Sanity..

First Published in the Weekender in 2006
Sanity

A man urinated on me in front of Igloo Ice cream parlour on Camp Street. It was a Sunday evening, and there were a lot of people buying ice cream . The man was standing around begging and then started to urinate, Yes, right there in front of everybody. And no, nobody could do anything. There were mutterings around him from the crowd, some embarrassed shouts and curses, but the man was in his own world and happily ignored everyone. I passed behind him, thinking a good distance, when he turned around and moved suddenly. His face had this expression of happiness, he was smiling and his eyes were toward the sky, oblivious to any of the people around him. It is not very often you see such expressions of pure joy and glee on any of the adults around Georgetown. My preoccupation with his face caused me to neglect what was going on at my feet. What would you have done? The man did not care about any reaction from the sane people around him. I could have turned my eyes heavenward and done the same thing to him and probably be arrested for indecent exposure. Any violent reaction on my part would have delayed attending to my feet and possibly not made a difference to him.

Many people want the 'mad' people off the road because of what tourists might think of the people urinating, defecating, bathing, sleeping anywhere they want and in front of anybody . There was a recent funny exchange in which the responsibility was passed from Police to Ministry of Health to Ministry of Human Services and back again as to who was responsible for ridding the streets of the people of unsound mind. Why should we rid the streets of people of unsound mind? More people have been hurt or killed by supposedly sane bandits than by people of unsound mind. More sane people litter the streets, many sane men have no problems using any convenient spot of the Garden City as a urinal. Most of us strip naked to bathe (and one or two of us to protest), surely it is logical for those who are not inhibited by sanity and who have to use the canals or the seawall to bathe to want to do so.
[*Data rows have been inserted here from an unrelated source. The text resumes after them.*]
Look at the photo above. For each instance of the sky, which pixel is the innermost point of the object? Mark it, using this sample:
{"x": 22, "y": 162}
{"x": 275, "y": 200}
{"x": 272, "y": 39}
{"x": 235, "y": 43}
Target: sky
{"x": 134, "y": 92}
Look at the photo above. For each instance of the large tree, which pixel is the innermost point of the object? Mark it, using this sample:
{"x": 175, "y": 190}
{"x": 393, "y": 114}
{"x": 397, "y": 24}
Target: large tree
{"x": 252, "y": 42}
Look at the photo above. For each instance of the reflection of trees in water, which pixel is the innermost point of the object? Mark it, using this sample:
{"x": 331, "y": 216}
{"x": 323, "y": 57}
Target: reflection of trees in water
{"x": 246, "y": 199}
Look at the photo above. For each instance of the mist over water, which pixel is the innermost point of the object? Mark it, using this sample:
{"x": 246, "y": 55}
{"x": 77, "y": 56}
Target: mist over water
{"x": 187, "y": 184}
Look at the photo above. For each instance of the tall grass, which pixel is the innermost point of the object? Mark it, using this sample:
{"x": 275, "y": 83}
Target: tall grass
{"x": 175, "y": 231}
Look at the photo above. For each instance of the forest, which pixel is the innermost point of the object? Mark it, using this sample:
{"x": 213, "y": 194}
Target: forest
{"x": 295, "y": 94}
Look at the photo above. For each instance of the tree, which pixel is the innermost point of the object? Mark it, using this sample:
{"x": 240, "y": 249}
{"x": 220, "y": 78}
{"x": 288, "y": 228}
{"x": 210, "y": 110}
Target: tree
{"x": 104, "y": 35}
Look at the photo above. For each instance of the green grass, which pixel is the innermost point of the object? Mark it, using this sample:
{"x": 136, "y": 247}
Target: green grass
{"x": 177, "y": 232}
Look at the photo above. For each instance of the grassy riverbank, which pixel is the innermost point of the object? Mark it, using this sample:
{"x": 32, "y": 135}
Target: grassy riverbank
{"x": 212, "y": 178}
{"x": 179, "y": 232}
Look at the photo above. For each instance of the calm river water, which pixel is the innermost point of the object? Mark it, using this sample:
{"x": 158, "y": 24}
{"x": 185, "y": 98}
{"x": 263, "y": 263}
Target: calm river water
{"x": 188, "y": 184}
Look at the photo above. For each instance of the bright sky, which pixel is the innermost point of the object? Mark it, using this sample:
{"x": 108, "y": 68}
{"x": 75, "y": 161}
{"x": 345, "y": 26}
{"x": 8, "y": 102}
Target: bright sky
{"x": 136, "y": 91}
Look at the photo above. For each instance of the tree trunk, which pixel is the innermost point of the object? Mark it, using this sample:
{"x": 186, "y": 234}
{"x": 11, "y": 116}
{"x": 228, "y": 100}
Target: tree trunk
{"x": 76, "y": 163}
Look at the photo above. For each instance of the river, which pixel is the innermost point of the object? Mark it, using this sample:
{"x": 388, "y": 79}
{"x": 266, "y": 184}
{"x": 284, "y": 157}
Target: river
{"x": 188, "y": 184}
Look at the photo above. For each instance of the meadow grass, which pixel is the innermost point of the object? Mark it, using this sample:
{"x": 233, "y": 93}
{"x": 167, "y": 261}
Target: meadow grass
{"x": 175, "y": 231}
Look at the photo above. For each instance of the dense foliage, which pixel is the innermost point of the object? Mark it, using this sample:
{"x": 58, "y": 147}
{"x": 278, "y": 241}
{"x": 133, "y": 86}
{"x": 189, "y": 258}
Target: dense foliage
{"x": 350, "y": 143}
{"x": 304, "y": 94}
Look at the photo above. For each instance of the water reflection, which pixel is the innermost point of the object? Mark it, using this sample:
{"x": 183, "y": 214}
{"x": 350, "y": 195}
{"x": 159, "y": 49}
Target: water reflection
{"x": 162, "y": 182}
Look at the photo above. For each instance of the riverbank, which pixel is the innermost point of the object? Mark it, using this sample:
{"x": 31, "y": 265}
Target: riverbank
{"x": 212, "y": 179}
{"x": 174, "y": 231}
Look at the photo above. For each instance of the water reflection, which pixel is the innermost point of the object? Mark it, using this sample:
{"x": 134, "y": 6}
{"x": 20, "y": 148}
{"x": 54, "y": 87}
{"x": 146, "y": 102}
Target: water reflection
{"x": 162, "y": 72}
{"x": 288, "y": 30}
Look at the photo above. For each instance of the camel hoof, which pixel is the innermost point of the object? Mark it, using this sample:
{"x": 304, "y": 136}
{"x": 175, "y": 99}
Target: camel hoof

We have this strange power relationship with those who we think are insane. We are never sure of their actions. We walk past them conscious of them, while knowing that they appear not to bother with us as we know ourselves. They are immune to our laws and rules and standard communication mechanisms – polite conversation, cursing, shouting, whatever. Some of us think that the sign that God exists is that the people 'of unsound mind' seem to thrive in perfect physical health despite eating from rubbish dumps or drinking from gutters,
The tourists are supposed to come in droves once we clean up the city, stop littering and urinating all over, focus on preserving the old wooden buildings and start being nice people. The few tourists who do come should probably appreciate, that unlike some countries in the world where the people who are insane are imprisoned , and that despite the madness of Guyana generally, we could celebrate a kind of compassion for those whose perceptions of reality are vastly different from ours. And that the average Guyanese, while a litterbug, not inclined to be superficially polite to strangers or to be passionate about preserving old buildings, and located somewhere on the sane end of the sanity spectrum , is probably a nice person at heart.